The population of the central business district, which is the area hemmed in by Great Ancoats Street, Trinity Way, and Mancunian Way, is expected to balloon to over 100,000 by 2025.
This is all the more remarkable when you consider that just 500 people lived there in 1990 (over a half a million people live in Manchester as a whole, and some 2.8 million live in Greater Manchester).
There has not been anything quite like it since the height of the Industrial Revolution, when the population doubled every decade, before it sharply declined in the aftermath of the two world wars and following the slum clearances of the 1960s.
Back then, as Deyan Sudjic, former director of the Design Museum wrote recently in the FT: “The wealthy lived in Cheshire. The ambitious left for London.
“Real change began while the idea of high-rise living was still regarded as a spirit-crushing failure,” Sudjic adds.
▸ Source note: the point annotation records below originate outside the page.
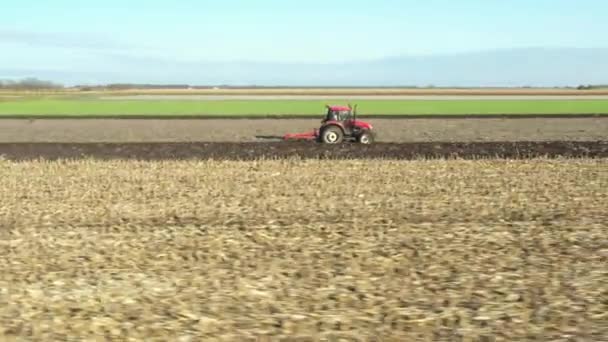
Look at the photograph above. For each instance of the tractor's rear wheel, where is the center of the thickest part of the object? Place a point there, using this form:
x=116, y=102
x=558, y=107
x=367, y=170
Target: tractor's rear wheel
x=332, y=135
x=365, y=137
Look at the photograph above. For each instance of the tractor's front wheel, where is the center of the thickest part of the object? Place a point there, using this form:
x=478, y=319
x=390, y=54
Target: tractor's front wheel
x=332, y=135
x=365, y=137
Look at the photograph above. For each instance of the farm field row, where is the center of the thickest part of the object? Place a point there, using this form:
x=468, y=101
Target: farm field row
x=344, y=91
x=265, y=130
x=80, y=107
x=420, y=250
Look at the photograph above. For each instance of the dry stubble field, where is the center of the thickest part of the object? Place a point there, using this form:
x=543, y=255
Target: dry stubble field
x=363, y=250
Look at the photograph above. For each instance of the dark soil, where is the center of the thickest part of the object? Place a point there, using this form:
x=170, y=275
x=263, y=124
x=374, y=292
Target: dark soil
x=308, y=150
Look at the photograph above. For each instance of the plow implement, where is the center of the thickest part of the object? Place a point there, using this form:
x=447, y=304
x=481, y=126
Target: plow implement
x=339, y=125
x=311, y=135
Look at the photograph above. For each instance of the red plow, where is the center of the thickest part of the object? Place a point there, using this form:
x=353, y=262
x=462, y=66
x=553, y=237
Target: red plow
x=340, y=124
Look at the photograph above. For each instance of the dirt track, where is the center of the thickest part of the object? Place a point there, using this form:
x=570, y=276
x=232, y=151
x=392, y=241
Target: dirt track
x=249, y=151
x=263, y=130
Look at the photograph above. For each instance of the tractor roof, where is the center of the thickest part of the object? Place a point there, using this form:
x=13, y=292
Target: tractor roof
x=339, y=108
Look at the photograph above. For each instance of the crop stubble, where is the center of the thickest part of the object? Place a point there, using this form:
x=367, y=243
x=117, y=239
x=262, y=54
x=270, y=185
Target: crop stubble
x=374, y=249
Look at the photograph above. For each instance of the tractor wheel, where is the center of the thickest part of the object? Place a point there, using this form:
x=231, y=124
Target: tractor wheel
x=332, y=135
x=365, y=138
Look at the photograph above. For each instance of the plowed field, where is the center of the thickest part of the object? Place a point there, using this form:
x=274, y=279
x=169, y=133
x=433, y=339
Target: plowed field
x=304, y=250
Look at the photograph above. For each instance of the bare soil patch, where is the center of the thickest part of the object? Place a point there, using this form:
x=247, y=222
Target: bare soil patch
x=306, y=150
x=257, y=130
x=303, y=251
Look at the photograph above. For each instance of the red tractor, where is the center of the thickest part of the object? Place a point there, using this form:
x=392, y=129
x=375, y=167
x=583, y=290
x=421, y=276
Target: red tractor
x=340, y=124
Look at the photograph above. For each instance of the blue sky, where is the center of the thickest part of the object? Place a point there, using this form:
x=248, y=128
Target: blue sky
x=65, y=35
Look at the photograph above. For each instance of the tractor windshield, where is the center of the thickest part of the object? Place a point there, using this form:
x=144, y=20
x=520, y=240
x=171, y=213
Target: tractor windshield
x=336, y=115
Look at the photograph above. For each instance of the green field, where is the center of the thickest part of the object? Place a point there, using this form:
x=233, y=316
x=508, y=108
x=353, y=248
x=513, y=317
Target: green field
x=96, y=107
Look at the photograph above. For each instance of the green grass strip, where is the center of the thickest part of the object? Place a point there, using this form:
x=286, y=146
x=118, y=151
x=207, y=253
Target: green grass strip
x=59, y=107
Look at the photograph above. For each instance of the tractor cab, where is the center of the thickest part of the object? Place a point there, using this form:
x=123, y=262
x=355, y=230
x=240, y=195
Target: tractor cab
x=338, y=113
x=339, y=124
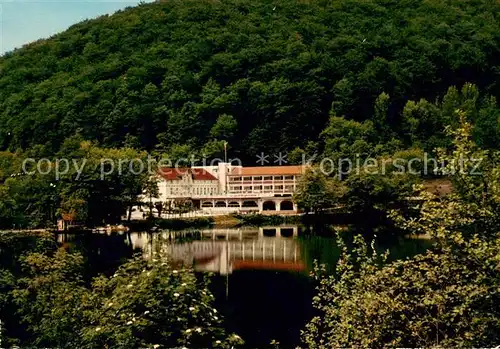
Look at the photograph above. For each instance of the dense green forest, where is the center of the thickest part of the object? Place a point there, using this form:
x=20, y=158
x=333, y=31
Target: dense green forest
x=263, y=75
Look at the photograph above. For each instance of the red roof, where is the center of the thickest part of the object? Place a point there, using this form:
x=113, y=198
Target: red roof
x=198, y=174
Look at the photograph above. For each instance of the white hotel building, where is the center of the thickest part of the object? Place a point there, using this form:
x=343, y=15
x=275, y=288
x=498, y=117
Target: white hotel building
x=228, y=188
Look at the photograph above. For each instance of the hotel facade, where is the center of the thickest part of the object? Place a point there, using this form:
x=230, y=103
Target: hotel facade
x=226, y=188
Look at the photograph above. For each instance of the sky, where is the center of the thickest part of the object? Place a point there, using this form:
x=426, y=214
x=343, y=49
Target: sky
x=24, y=21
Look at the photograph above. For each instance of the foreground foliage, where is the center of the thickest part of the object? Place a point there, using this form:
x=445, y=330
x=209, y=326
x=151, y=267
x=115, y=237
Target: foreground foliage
x=174, y=76
x=146, y=303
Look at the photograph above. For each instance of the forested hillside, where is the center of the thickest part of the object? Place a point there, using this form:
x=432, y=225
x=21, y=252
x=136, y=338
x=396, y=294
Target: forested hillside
x=259, y=74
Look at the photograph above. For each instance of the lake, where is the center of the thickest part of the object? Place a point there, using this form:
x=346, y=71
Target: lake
x=259, y=275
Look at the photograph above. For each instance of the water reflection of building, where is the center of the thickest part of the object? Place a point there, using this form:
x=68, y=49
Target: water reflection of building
x=226, y=250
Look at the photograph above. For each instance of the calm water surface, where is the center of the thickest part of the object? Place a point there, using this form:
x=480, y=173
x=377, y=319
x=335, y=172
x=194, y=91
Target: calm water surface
x=258, y=275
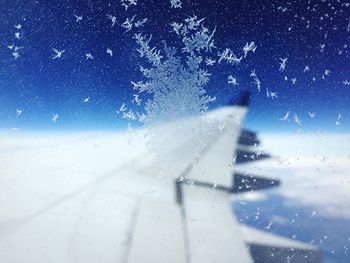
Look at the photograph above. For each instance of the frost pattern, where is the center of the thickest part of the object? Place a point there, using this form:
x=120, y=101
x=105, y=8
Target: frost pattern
x=174, y=85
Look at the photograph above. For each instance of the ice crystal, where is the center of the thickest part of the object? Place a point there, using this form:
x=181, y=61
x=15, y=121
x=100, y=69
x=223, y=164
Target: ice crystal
x=174, y=81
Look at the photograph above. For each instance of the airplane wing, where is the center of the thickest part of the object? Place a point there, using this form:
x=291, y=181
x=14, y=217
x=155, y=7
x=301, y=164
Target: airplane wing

“When the IRA detonated a truck bomb outside the Arndale shopping centre in 1996, Manchester had only just finished demolishing 3,280 flats in Hulme, 20 years after they were completed. The city’s politicians, who had already been thinking about the future (bidding unsuccessfully to stage the Olympics), commissioned the planning consultancy EDAW and architect Ian Simpson to draw up a vision for what central Manchester could become. Their main priority was bringing people into the city.”
In the last five years 27 towers have been constructed to house over 60,000 residents, with 20 more currently being constructed and another 50 working their way through the planning system.
This includes a 71 floor giant on Great Jackson Street that will be one of the tallest residential towers in Europe at 250 metres.
At the heart of this transformation has been the architect Ian Simpson, who designed one of the first of the new wave of high rises, Beetham Tower, which stands at 47 stories.
Simpson, who today lives in the two story penthouse, complete with an olive grove, is unapologetic about Manchester’s skyward growth.
“This is a unique opportunity to bring life into the city centre. We can’t afford to miss it. There can never be too many new towers.”